Mastering Microscopy and Cell Structure: Common OCR A Level Biology Questions Answered
Prior Knowledge to Recap
Before diving into microscopy and cell structure, make sure you're confident with these key concepts:
• Basic cell structure – understanding the difference between prokaryotic and eukaryotic cells, and being able to identify major organelles like the nucleus, mitochondria, and chloroplasts
• Units of measurement – being confident with converting between millimetres (mm), micrometres (μm), and nanometres (nm) is essential for magnification calculations (1mm = 1000μm, 1μm = 1000nm)
• The concept of magnification – knowing that magnification = image size ÷ actual size, and being able to rearrange this formula
• Resolution versus magnification – understanding that magnification makes things appear larger, whilst resolution is the ability to distinguish between two separate points
• Light and lenses – appreciating how light microscopes use glass lenses to magnify specimens, and that electron microscopes use electrons instead of light
Links to GCSE Content
This topic builds directly on your GCSE Biology knowledge:
• Using a light microscope – at GCSE you learned to use a light microscope to observe cells; now you'll learn about different types of microscopes (electron microscopes and laser scanning confocal microscopes) and their specific applications
• Animal and plant cells – GCSE covered basic cell structures visible under a light microscope; A level explores the much higher resolution images from electron microscopes that reveal ultrastructure
• Preparing slides – you may have prepared simple slides at GCSE; A level requires precise techniques for slide preparation, staining methods, and understanding why specific procedures are used
Common Question Types and How to Answer Them
Let me walk you through five frequently asked questions from past OCR papers, showing you exactly what examiners are looking for.

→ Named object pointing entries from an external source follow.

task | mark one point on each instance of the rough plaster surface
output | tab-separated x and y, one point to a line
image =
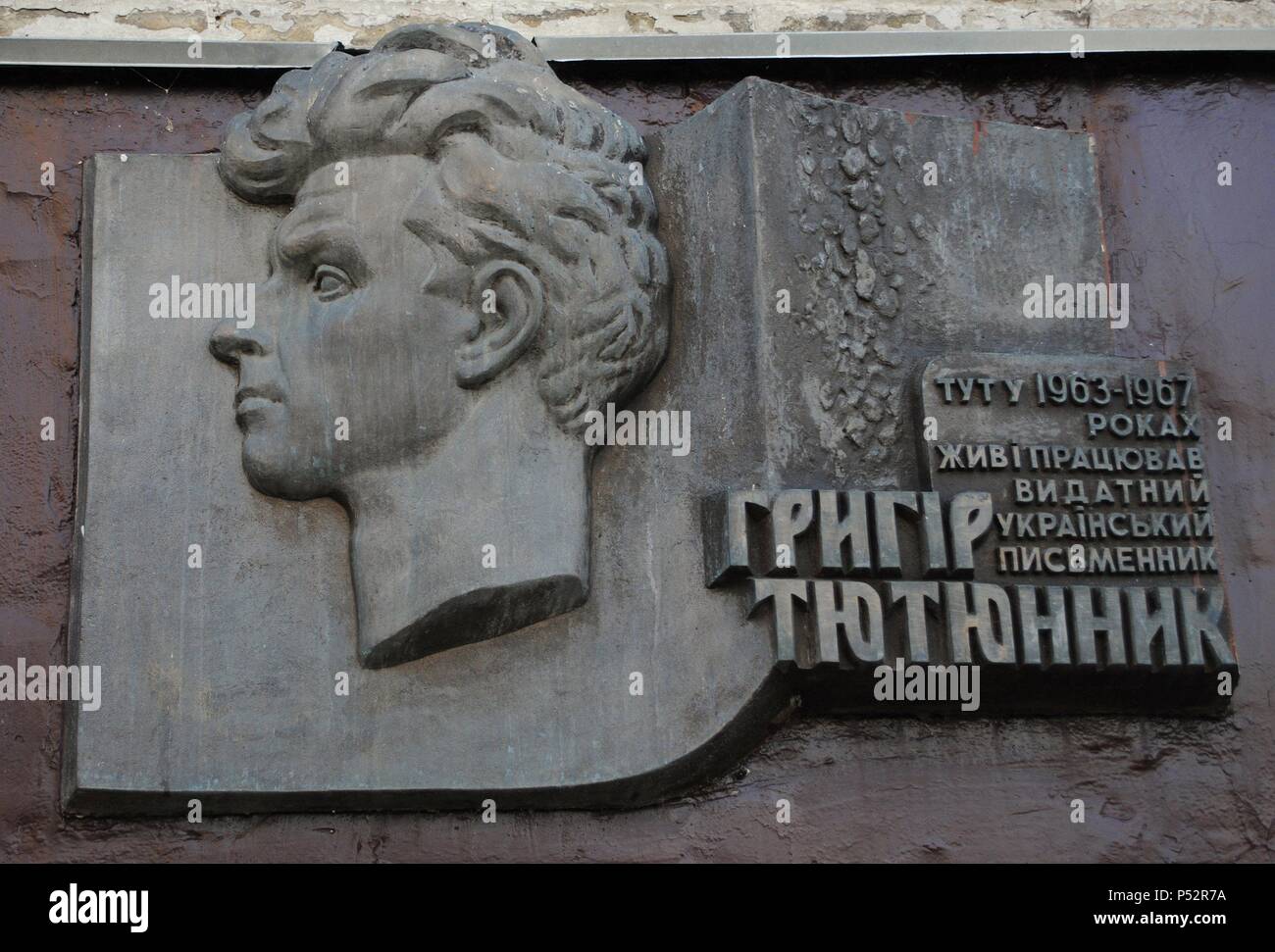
1198	259
362	25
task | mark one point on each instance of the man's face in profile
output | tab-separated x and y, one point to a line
353	322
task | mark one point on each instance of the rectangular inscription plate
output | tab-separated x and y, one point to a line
1096	467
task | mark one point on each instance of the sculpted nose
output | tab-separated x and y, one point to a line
230	342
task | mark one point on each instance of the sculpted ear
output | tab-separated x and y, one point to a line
508	301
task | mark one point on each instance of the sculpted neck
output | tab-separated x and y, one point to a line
424	576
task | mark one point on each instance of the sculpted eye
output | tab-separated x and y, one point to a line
331	283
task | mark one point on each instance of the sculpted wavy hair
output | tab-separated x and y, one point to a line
524	169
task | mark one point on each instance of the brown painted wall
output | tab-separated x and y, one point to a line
1199	262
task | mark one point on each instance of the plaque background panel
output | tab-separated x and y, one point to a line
218	682
221	679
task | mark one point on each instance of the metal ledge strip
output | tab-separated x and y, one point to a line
868	43
24	51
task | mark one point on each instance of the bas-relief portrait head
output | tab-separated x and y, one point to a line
468	268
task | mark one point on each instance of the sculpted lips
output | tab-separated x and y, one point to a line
255	399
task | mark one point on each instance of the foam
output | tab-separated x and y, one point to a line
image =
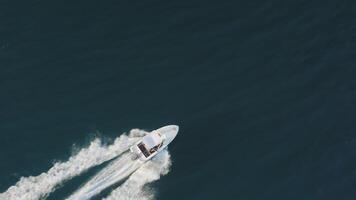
37	187
133	187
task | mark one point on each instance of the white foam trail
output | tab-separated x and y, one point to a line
133	188
120	169
37	187
116	171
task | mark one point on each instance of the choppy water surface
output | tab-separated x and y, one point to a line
263	92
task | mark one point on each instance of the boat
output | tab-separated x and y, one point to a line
154	142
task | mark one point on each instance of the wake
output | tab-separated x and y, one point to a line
151	171
120	169
39	187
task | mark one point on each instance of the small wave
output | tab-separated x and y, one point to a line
133	188
37	187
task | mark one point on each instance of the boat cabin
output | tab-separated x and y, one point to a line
150	143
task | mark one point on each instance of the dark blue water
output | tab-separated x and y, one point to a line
264	91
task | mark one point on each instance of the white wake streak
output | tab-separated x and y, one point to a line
37	187
116	171
120	169
133	188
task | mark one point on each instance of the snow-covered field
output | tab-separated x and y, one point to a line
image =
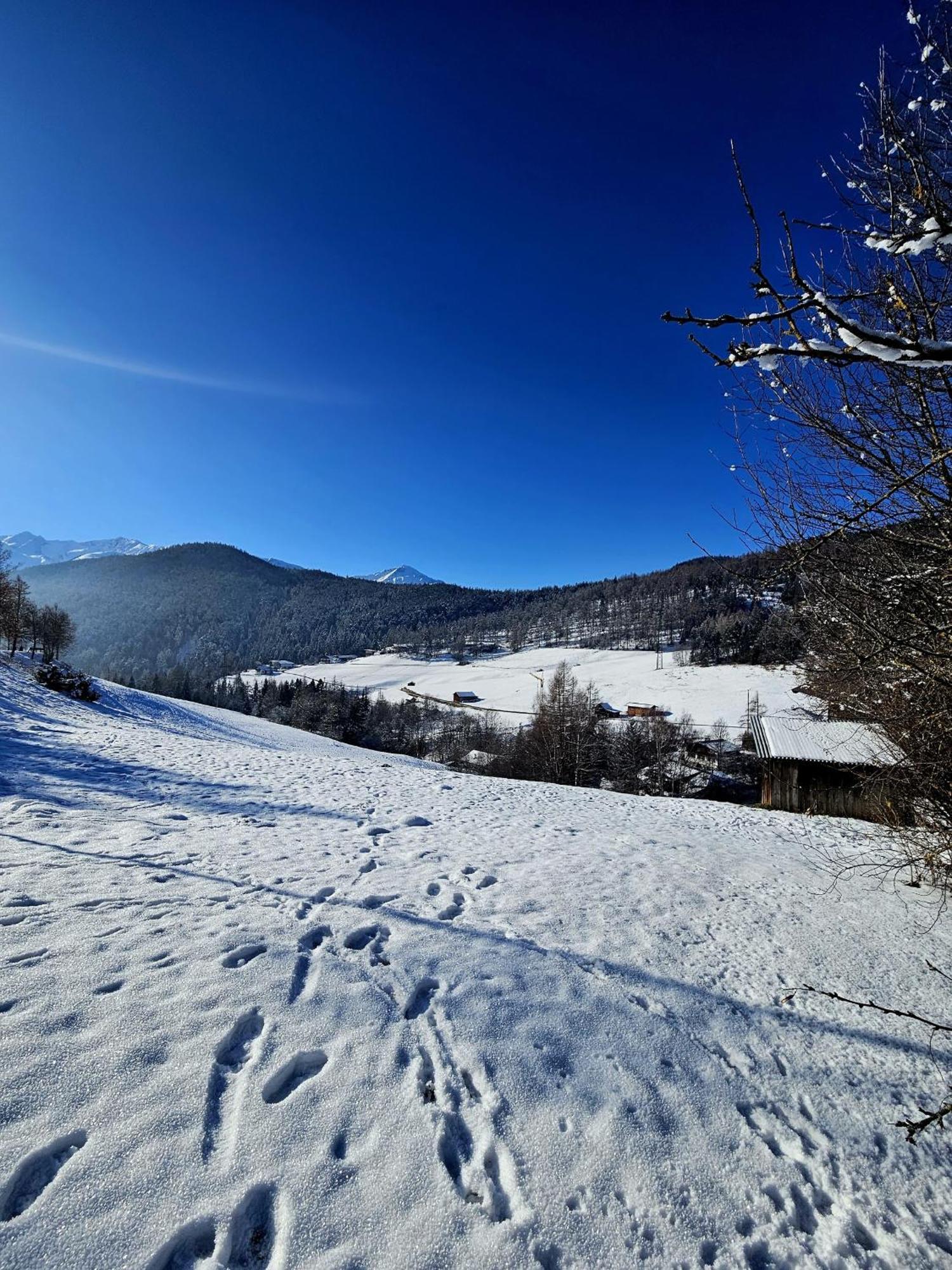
274	1003
507	684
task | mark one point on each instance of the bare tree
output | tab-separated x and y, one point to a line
843	394
56	632
563	744
843	401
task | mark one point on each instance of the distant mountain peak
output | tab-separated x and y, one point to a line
404	575
31	549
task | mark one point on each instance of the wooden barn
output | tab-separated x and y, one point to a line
827	769
606	711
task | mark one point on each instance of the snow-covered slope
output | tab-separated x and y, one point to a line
29	549
403	575
270	1001
511	683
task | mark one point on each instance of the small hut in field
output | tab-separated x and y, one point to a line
828	769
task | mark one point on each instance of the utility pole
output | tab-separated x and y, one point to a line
659	651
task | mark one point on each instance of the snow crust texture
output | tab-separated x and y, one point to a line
268	1001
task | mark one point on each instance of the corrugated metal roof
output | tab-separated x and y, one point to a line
852	745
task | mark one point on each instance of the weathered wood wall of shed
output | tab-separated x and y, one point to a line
827	791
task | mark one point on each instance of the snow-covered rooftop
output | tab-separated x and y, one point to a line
852	745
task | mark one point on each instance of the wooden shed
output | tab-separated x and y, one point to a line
640	711
828	769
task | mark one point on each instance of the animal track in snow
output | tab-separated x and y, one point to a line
242	956
230	1057
29	958
307	946
36	1173
186	1250
253	1233
371	938
379	901
303	1067
106	989
421	1000
477	1163
453	911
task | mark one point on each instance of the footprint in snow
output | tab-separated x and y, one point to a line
253	1233
422	998
106	989
192	1245
453	911
305	948
294	1074
371	938
36	1173
230	1057
242	956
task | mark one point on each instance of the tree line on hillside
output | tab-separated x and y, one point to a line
216	610
843	402
565	744
44	631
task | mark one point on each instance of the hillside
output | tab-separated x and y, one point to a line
32	549
510	684
282	1004
214	608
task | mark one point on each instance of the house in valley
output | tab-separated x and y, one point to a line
828	769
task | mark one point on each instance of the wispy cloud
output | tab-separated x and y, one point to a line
175	375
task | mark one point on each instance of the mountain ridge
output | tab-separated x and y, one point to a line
400	576
214	609
29	551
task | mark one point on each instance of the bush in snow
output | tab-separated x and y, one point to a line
64	679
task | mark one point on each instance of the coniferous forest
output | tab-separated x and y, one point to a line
211	609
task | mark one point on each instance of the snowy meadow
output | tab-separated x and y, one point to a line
270	1001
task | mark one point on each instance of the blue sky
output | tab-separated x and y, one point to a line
365	284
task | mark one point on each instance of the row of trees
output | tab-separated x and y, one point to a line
842	370
565	744
220	610
35	629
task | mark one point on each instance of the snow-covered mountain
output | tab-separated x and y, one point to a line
29	549
403	575
284	565
275	1003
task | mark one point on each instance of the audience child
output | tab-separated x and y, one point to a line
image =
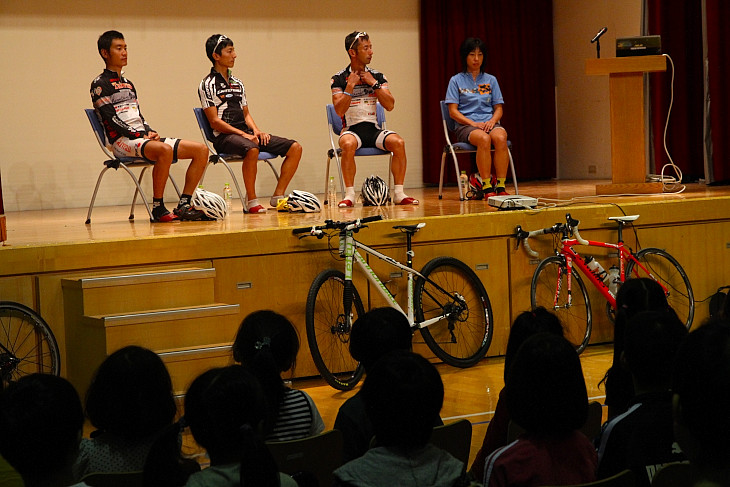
374	334
403	394
701	387
546	395
225	409
526	324
642	438
40	425
130	402
634	296
267	344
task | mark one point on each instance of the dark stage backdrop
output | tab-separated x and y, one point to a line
680	24
519	39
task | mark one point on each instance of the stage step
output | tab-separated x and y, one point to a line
119	293
185	364
172	312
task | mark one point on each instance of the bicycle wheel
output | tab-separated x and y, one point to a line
27	344
665	269
451	288
550	290
328	332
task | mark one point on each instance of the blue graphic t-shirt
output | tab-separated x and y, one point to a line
476	99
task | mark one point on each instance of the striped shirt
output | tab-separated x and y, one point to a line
298	418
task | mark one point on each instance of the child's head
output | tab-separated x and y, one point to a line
701	386
525	325
224	408
131	394
651	343
403	394
40	425
267	332
378	332
545	390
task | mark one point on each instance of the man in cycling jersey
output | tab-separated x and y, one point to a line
355	92
115	101
224	102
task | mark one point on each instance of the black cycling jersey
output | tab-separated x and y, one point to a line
229	98
363	98
115	100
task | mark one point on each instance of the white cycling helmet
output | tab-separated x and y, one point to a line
374	191
303	201
213	205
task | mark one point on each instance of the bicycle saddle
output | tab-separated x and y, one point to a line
624	219
410	228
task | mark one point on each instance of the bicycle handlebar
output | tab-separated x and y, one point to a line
331	224
569	227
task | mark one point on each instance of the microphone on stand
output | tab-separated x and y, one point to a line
600	33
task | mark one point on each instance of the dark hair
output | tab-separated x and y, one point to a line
469	44
526	324
210	44
105	40
651	342
225	408
350	39
378	332
131	394
403	394
545	390
40	425
701	385
634	296
267	344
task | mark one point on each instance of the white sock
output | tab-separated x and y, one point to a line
350	193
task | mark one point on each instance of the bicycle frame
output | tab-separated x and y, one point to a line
573	258
348	248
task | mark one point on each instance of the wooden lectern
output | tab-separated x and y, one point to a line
628	133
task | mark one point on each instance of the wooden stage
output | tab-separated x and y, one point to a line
181	289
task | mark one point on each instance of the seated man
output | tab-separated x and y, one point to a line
224	102
115	101
355	92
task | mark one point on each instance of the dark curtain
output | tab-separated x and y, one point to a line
680	24
718	54
519	39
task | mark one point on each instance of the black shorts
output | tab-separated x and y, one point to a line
368	135
239	145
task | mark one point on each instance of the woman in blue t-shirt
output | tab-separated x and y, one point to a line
475	103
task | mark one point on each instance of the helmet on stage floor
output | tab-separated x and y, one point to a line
374	191
213	205
303	201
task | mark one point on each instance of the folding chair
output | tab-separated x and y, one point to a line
335	128
463	148
115	163
216	157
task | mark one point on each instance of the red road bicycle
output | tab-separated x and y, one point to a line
556	285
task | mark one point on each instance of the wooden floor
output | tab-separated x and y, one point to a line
56	226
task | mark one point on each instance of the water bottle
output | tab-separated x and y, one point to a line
227	195
464	182
613	279
595	267
332	193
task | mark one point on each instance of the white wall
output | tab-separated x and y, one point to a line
287	51
584	132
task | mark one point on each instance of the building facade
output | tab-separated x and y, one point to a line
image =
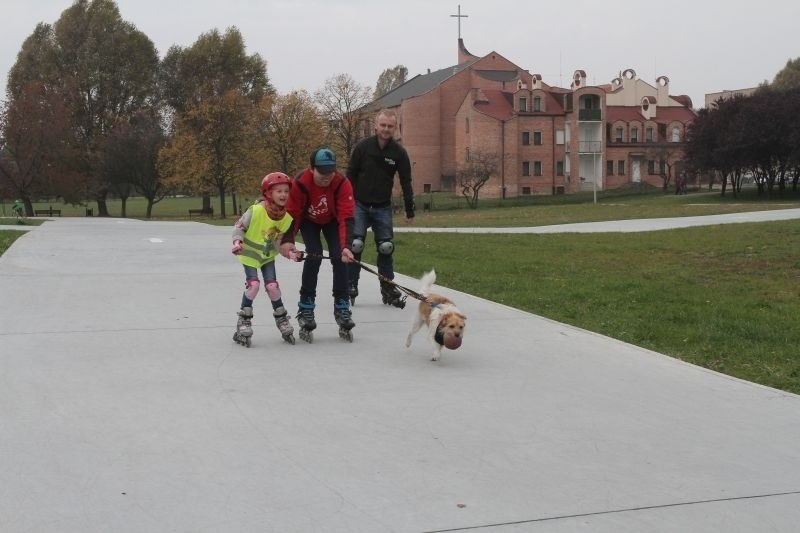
547	140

Question 1: Preparing a Blood Smear (Practical Technique)
How to approach this question:
This is testing your practical knowledge of slide preparation – a key skill in microscopy. The examiners want to see that you understand the precise method, not just vague statements.
Model Answer using markscheme points:
"Use pipette to place blood (sample) on slide" ✓
"(Place blood) near one end (of slide)" ✓
"Use (2nd) slide/cover slip to spread/smear blood across slide" ✓
"Slide/cover slip at an angle" ✓
(Award 3 marks maximum from these points)
Markscheme guidance - What to write:
You can answer using an annotated diagram if you prefer
ACCEPT "smear" as equivalent to "spread"
For additional valid point (AVP): ALLOW "allow to (air) dry"
What NOT to write:
Don't describe staining procedures – the question says the smear will be stained later
Don't talk about focussing the microscope – that's outside the scope of this question
Examiner insight from markscheme:
"Most candidates scored at least one mark on this question, usually marking point 1, and many achieved all 3. Marking points 3 and 4 were also frequently given. No credit was given for describing staining or focussing as these were outside the scope of the question."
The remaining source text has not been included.